The president will grant Health and Human Services Secretary Kathleen Sebelius the power to authorize the waivers as individual medical facilities request them, officials said.
White House officials downplayed the dramatic language, saying the president's action did not stem from a new assessment of the dangers posed to the public by the flu.
Instead, officials said the action provides greater flexibility for hospitals that may face a surge of new patients as the virus sweeps through their communities.
"The H1N1 is moving rapidly, as expected. By the time regions or health care systems recognize they are becoming overburdened, they need to implement disaster plans quickly," White House spokesman Reid Cherlin said Saturday.

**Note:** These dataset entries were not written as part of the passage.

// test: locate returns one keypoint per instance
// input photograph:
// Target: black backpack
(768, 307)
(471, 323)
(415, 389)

"This is much more than a formality — with this proclamation the president has now firmly established that H1N1 constitutes a national emergency, and not just a public health emergency," James Hodge Jr., a professor of health law and ethics at Arizona State University, wrote in an e-mail.

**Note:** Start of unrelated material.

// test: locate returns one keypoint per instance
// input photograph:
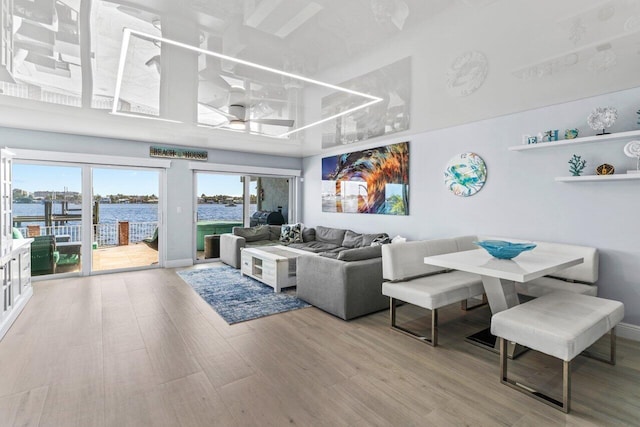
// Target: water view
(142, 212)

"Broader powers of the federal government are now authorized to respond to the emerging outbreak," Hodge wrote. "In short, the stakes just got raised with this proclamation."
The waivers authorized by the president still require individual requests by the hospitals, Cherlin said.
If granted a waiver, hospitals would be freed from some regulations that guide their behavior during normal operations. Cherlin provided the following example: "Requirements under the Emergency Medical Treatment and Active Labor Act would prohibit hospitals from certain rapid-triage or sorting activities and prevent the establishment of off-site, alternate care facilities that could offload emergency department demand," he said.
Public health experts praised the move, saying it was an important precautionary step that could help hospitals and other first responders care for large numbers of sick people as the outbreak continues.
"We know a number of hospitals are already experiencing high but manageable loads. It's not a stretch to imagine that hospitals could be strained," said Jennifer Nuzzo of the University of Pittsburgh's Center for Biosecurity.